La pression juridique internationale était vitale. La condamnation sans équivoque de la législation russe par la Cour européenne des droits de l’homme a créé un précédent très important. Ces décisions ont fourni une base pour contester des lois similaires ailleurs. Cependant, les gouvernements autoritaires peuvent adapter leurs stratégies et mettre en œuvre de nouvelles versions de législations restrictives, comme le montre l’introduction par la Hongrie d’une nouvelle loi sur la « protection de la souveraineté » en 2023.

L’accélération de cette tendance depuis 2020 reflète des schémas plus larges de déclin démocratique dans le monde. Les dirigeants politiques autoritaires exploitent leurs préoccupations légitimes concernant l’ingérence étrangère pour créer des outils juridiques au service de leurs programmes répressifs. Le danger s’étend au-delà des adoptants actuels. Le parlement bulgare a rejeté à cinq reprises des projets de loi sur les agents étrangers, mais le parti d’extrême droite continue de les réintroduire. Le gouvernement autoritaire turc a suspendu son projet de loi après la réaction du public en 2024, pour ensuite réintroduire une version révisée des mois plus tard.

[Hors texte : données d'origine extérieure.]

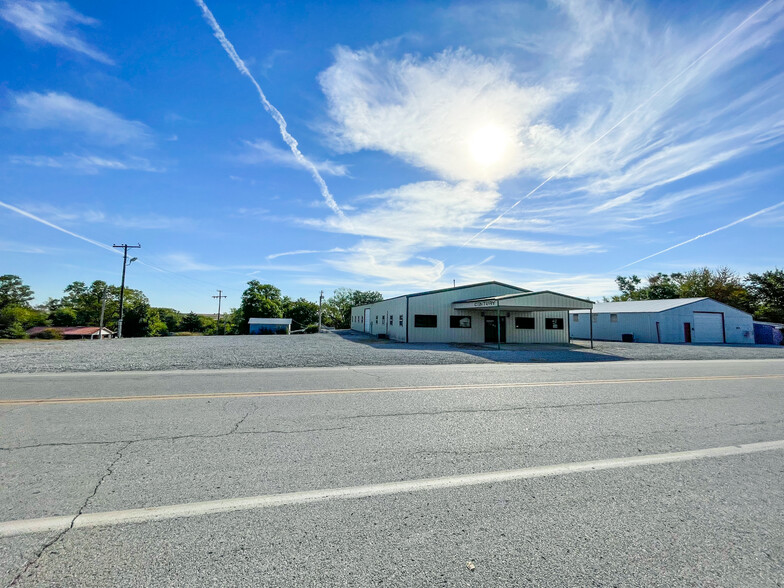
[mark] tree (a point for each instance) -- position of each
(170, 317)
(338, 307)
(14, 320)
(260, 301)
(191, 322)
(301, 311)
(662, 287)
(13, 292)
(64, 316)
(722, 284)
(628, 287)
(766, 291)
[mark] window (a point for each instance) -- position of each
(459, 322)
(428, 321)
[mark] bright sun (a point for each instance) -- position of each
(489, 144)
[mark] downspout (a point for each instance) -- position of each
(590, 323)
(407, 317)
(498, 322)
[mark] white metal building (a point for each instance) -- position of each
(488, 312)
(269, 326)
(681, 320)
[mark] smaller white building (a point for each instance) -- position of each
(681, 320)
(269, 326)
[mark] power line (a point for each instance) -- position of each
(219, 296)
(125, 247)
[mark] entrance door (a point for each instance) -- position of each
(491, 329)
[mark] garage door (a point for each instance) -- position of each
(708, 327)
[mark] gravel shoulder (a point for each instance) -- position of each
(341, 348)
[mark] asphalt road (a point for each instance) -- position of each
(507, 443)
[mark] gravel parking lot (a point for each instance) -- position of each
(340, 348)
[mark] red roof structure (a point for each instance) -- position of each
(72, 332)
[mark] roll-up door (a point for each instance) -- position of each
(708, 327)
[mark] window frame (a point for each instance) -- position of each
(551, 326)
(420, 318)
(519, 320)
(458, 318)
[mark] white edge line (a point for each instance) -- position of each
(194, 509)
(632, 363)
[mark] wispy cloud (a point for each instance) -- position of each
(54, 23)
(618, 109)
(274, 112)
(63, 112)
(52, 225)
(74, 215)
(306, 252)
(261, 151)
(89, 164)
(702, 235)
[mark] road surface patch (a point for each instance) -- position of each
(194, 509)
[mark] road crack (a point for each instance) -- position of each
(233, 431)
(53, 541)
(532, 408)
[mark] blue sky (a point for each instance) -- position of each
(545, 144)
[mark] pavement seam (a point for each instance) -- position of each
(109, 471)
(531, 408)
(234, 431)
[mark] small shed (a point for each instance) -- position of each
(269, 326)
(768, 333)
(74, 332)
(679, 320)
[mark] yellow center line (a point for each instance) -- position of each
(199, 396)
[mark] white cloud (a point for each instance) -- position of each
(53, 23)
(80, 215)
(264, 152)
(437, 113)
(63, 112)
(90, 164)
(641, 107)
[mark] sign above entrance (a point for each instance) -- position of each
(476, 304)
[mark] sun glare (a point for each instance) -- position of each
(489, 144)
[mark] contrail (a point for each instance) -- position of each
(38, 219)
(290, 141)
(732, 224)
(620, 122)
(58, 228)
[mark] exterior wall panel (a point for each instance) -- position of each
(738, 325)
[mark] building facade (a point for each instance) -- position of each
(681, 320)
(488, 312)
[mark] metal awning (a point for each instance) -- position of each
(525, 302)
(529, 301)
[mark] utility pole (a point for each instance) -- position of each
(126, 263)
(103, 309)
(219, 296)
(321, 298)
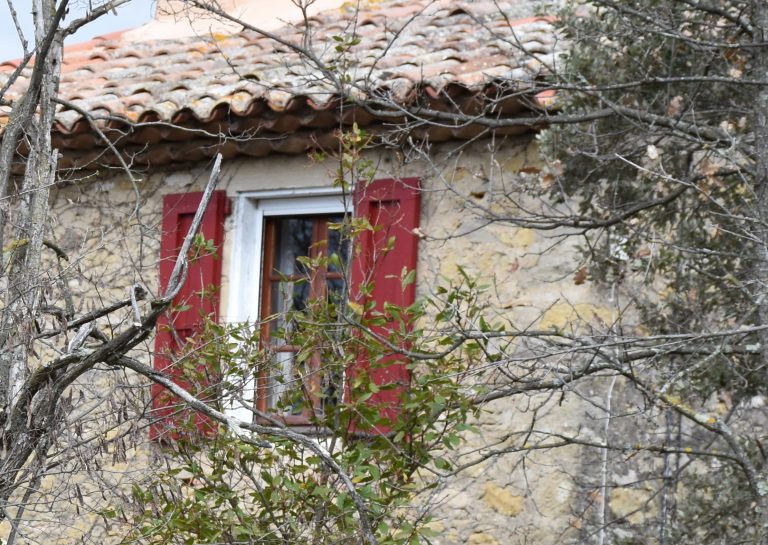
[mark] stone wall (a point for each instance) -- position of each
(533, 496)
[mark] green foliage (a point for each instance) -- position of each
(220, 489)
(393, 441)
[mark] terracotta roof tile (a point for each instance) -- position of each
(441, 47)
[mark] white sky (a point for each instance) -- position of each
(131, 15)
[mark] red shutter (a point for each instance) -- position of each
(392, 208)
(196, 296)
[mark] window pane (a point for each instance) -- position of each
(294, 237)
(336, 245)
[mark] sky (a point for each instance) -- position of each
(131, 15)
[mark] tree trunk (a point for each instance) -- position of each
(760, 120)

Une résistance coordonnée est nécessaire avant que les lois sur les agents étrangers ne deviennent normales. Il est urgent que les tribunaux internationaux accélèrent l’examen des affaires et élaborent des procédures d’urgence pour les situations dans lesquelles la société civile est confrontée à des menaces immédiates. Les gouvernements démocratiques doivent éviter d’adopter des lois stigmatisantes, imposer des sanctions ciblées aux responsables étrangers chargés de promulguer les lois sur les agents étrangers et offrir un refuge aux militants contraints de fuir. Les bailleurs de fonds doivent créer des mécanismes d’urgence grâce à des subventions à décaissement rapide, tandis que la société civile doit travailler à renforcer les réseaux de solidarité internationale pour partager les stratégies de résistance et découvrir les véritables intentions de ces lois.

L’alternative à une action coordonnée est de rester les bras croisés pendant que les voix indépendantes sont systématiquement réduites au silence. Le droit de la société civile d’exister et de travailler librement doit être défendu.

Ennis M. Posadilla est responsable de la recherche et de l’analyse à la Coalition mondiale pour la participation citoyenne (CIVICUS), co-directeur et rédacteur de CIVICUS Lens et co-auteur du rapport sur l’état de la société civile.